Volevo ritornarmene a casa al più presto. Che cosa avevo fatto di male per meritarmi tutte quelle angustie angherie?
Perché doveva trattarmi regolarmente in quel modo?
Non ne potevo davvero più.
Non riuscivo più a sopportare lei, le sue maldicenze, le sue mordaci ironie e pizzicanti provocazioni.
Se solo avessi potuto farlo, sarei fuggita all'istante.
In un battibaleno.
Ma dato che tale eventualità non era possibile, l'unica cosa che potevo fare era "stringere forte i denti" e rassegnarmi.
Arrendermi alle sue assidue, controverse e grette meschinità era certamente frustrante, ma purtroppo del tutto inevitabile.

Ogni volta che ci penso è una dolente ferita al cuore. Litorale Santa Lucia.
Ci si recava al mare quasi tutti i giorni.
Il caldo che albergava in casa era deprimente e insopportabile.
Asfissiante esattamente come Agata.
Scarseggiava pure di scorrente acqua potabile.
Farsi coccolare dalle fresche e spumeggianti onde del mare era una sensazione solennemente paradisiaca.
Una bracciata di vita rivitalizzante, rigenerante e confortevole.
Ma per mia sventurata sfortuna si trattava soltanto di trascendentale parvenza.
Non c'era nulla di esotico e di cristallino in quelle torbide acque del lungomare torrese. Solo una vasta distesa di variegati rifiuti. Potevi trovarci di tutto.
Era come avventurarsi tra chioschi ben provvisti di un mercato rionale.
Bastava munirsi di buste e sacchettini che potevi addirittura farci gratuitamente spesa.
Nonostante il rischio di un presunto "colera", a me non dispiaceva affatto immergermi appagata tra quei flutti nauseabondi. D'altronde, nuotare era l'unico momento di svago che Agata mi permetteva ancora di fare.
Trascorsi, difatti, la maggiorparte delle mie lunghe giornate estive a fare da babysitter al mio grazioso fratellino.
Al centro del mondo, in quel periodo, esisteva soltanto lui.
Agata mi aveva praticamente obbligata a prestare attenzione esclusivamente a suo figlio.
A lui e a nessun altro.
Non ammetteva, da parte mia, nessuna irrimediabile distrazione.

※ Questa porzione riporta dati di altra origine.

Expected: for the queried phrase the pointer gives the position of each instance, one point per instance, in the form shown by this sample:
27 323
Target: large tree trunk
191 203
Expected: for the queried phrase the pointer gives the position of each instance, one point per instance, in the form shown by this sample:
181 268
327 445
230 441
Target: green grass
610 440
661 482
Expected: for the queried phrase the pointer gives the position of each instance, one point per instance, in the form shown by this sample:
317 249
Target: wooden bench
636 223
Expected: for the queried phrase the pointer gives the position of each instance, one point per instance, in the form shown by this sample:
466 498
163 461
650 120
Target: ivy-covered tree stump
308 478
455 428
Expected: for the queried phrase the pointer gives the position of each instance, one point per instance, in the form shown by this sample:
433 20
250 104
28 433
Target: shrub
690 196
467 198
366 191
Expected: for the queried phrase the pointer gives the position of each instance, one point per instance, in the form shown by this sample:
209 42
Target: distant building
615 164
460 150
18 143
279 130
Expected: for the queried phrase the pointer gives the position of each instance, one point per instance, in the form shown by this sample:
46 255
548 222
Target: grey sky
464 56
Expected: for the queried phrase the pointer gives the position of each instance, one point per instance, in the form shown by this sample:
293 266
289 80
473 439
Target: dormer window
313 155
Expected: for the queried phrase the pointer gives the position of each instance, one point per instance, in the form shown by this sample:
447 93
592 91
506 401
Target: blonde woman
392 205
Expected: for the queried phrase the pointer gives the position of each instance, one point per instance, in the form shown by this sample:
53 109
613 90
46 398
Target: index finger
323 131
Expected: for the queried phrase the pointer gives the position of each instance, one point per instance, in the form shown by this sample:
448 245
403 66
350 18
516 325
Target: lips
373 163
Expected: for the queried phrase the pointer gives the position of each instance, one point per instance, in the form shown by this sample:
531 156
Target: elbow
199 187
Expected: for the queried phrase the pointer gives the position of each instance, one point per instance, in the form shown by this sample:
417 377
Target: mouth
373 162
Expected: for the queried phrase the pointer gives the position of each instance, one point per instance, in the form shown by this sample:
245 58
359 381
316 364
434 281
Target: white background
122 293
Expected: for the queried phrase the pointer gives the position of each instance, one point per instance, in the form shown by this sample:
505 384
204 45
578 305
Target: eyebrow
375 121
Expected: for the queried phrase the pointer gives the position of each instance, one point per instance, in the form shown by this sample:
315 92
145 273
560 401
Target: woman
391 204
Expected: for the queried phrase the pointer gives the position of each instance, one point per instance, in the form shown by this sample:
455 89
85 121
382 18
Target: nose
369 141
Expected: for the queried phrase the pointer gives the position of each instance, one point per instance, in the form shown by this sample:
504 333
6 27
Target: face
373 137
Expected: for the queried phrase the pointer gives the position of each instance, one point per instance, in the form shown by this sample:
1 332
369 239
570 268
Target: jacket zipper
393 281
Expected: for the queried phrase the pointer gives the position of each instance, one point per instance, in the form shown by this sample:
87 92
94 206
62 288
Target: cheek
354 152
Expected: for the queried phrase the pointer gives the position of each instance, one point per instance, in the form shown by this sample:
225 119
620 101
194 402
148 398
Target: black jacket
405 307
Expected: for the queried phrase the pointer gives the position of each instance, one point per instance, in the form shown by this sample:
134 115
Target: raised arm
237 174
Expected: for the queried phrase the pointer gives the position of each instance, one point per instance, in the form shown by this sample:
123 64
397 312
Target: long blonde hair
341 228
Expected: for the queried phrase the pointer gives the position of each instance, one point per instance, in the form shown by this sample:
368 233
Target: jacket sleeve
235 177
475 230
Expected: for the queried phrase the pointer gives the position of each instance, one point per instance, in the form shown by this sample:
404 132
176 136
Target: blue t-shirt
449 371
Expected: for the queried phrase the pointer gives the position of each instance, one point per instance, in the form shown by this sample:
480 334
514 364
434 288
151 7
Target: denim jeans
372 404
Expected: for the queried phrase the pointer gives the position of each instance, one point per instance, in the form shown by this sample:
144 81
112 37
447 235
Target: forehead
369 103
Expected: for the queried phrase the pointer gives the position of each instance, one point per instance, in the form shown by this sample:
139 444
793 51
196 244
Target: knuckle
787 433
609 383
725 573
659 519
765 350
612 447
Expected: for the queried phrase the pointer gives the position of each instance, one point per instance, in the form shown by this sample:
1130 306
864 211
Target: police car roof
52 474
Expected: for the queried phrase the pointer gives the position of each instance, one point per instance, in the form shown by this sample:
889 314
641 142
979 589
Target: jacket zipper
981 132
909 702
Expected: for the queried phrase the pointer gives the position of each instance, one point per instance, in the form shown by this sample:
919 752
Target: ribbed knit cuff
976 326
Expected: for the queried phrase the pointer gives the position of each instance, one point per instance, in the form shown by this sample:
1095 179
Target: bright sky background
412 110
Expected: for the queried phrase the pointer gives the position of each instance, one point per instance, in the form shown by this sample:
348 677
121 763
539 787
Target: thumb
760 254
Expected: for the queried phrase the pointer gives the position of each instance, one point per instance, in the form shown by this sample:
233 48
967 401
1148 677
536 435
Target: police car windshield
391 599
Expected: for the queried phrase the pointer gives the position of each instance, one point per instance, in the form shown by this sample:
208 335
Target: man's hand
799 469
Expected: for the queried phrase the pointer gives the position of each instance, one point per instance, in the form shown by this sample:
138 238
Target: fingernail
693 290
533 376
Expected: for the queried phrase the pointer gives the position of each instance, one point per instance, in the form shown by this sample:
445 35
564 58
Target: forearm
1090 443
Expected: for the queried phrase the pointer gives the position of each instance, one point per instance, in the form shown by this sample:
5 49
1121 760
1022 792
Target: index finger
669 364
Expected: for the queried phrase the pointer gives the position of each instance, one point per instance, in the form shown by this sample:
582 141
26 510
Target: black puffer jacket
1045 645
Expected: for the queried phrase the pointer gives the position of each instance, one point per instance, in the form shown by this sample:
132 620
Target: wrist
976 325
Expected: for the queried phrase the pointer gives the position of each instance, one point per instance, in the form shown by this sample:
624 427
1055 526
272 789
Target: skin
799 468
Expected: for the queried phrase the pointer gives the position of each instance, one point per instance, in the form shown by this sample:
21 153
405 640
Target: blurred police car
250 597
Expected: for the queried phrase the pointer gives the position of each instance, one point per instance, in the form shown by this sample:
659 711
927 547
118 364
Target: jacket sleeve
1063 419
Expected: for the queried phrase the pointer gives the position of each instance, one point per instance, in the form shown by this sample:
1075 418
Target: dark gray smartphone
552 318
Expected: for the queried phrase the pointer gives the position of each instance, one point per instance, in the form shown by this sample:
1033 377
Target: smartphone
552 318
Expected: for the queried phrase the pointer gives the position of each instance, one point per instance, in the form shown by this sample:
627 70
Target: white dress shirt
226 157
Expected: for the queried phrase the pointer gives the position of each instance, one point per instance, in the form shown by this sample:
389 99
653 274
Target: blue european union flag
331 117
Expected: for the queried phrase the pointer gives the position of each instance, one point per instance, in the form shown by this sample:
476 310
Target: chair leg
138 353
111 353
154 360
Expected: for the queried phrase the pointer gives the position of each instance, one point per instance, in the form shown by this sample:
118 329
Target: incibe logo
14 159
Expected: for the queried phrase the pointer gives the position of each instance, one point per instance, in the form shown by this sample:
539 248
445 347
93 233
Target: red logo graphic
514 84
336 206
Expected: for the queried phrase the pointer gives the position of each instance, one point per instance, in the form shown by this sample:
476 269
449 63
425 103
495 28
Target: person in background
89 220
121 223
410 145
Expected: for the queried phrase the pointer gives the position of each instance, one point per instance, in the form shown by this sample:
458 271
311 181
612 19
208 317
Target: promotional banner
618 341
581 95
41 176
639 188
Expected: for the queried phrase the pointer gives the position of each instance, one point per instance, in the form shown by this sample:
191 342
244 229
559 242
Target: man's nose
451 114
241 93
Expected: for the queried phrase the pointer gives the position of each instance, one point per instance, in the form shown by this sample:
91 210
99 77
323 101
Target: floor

In caso contrario sarebbero stati guai seri e senza convenevoli me l'avrebbe fatta pagare duramente.
Se il mio compito principale era quello di dedicarmi unicamente alle richieste di mio fratello, sinceramente a me non generava in assoluto alcun problema.
Ero abituata a fargli da mamma.
Quello che invece non concepivo affatto, e non riuscivo nemmeno a farmene una plausibile ragione, era perché Agata mi impediva di divertirmi e giocare anche con gli altri bambini.
Non capivo perché Agata non voleva proprio vedermi giocare.
E soprattutto perché Agata non amava vedermi, almeno una volta, un tantino felice. Rimembro un episodio molto sgradevole e nefando accaduto in quel periodo.
Mio fratello ed io eravamo seduti sulla riva del mare a scavare buche e a costruire castelli di sabbia.
Intanto Agata e le sue nipotine giocavano a lanciarsi la palla correndo e saltellando su minuscoli granellini di rena argentata.
Ad un tratto il pallone rotolò direttamente verso di me.
D'istinto mi alzai per accingermi a prendere la palla per poi subito rilanciarla a loro.
Non avrei fatto nient'altro che questo.
Ma ecco sopraggiungere nell'immediato la voce stridula e arrogante di Agata.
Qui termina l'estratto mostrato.